More than half of Irish law firms have seen their revenues rise in the past year and many larger firms have given staff a pay increase as their fortunes have improved.
Just 6 per cent of firms polled for a new survey identified the Government’s overhaul of the legal sector, legislation for which is expected to be published before Christmas, as the main issue facing the sector. But when asked what the biggest change to the profession will be if the Legal Services Regulation Bill is implemented as currently drafted, 32 per cent of firms said it would put pressure on fees and 18 per cent replied that it would result in increased regulation.
Overall, the second annual survey of the Irish legal sector by the accountancy firm Smith & Williamson finds an increasingly optimistic outlook among solicitors’ firms, but the results suggest a clear divide between the big companies and smaller practices.
Half of law firms anticipate improved economic conditions next year, compared to just one in four last year, according to the research. The areas of business where most growth is expected are in property/convey-
ancing and litigation.
Revenues increased at 53 per cent of firms in the past 12 months, while profits rose at 45 per cent. But the figures are especially strong among the 20 biggest firms, 81 per cent of which saw revenues rise and 63 per cent of which recorded a jump in profits.

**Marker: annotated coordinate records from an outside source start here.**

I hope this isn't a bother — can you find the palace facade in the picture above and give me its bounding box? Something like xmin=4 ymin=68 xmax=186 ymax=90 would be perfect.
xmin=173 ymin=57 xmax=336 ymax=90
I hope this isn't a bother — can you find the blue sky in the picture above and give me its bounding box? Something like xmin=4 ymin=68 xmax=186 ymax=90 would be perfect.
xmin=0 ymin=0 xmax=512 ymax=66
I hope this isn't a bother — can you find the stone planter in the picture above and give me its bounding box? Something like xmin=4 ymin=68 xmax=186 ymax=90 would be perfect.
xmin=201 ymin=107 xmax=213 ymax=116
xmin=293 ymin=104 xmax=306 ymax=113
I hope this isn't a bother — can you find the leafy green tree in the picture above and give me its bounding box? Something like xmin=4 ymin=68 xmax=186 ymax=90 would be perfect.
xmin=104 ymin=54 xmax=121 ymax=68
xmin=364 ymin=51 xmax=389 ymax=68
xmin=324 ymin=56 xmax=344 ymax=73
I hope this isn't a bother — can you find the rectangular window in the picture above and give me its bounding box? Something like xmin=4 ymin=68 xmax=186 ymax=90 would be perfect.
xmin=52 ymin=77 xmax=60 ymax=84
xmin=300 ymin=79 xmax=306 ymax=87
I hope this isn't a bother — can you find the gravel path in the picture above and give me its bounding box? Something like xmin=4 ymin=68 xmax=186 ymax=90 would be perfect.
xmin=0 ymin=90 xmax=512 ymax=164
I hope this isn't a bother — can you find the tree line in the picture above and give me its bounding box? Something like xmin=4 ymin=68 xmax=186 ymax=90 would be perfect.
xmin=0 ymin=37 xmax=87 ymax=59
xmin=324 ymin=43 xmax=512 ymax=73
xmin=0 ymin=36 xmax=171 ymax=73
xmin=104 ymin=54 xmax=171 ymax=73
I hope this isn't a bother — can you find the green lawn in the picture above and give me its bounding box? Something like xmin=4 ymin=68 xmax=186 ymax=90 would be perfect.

A majority (56 per cent) of all firms made no change to levels of pay over this period, but 56 per cent of the “top 20” groups gave staff a pay increase of 3-5 per cent.
Asked to identify the key issues facing the legal sector over the next year, many firms pointed to problems maintaining profitability given pressure on fees and increased competition for tendering work. Some 61 per cent of respondents indicated the downward pressure on fees had a significant impact on their firm in the past 12 months, followed by cash-flow pressures (47 per cent), falling business levels (30 per cent) and availability of finance (27 per cent). Large firms said these issues had a less significant impact on them than the wider sector.
Two in three firms reduced their operating costs in 2013. Hourly billing rates have fallen at 36 per cent of companies, though more than half (56 per cent) have left their rates unchanged.
Smith & Williamson has been conducting research on attitudes and market sentiment in UK law firms for 19 years. This, its second Irish survey, is based on telephone interviews with senior staff at 101 firms. It polled 16 of the “top 20 firms”, 16 mid-tier groups and 69 small firms.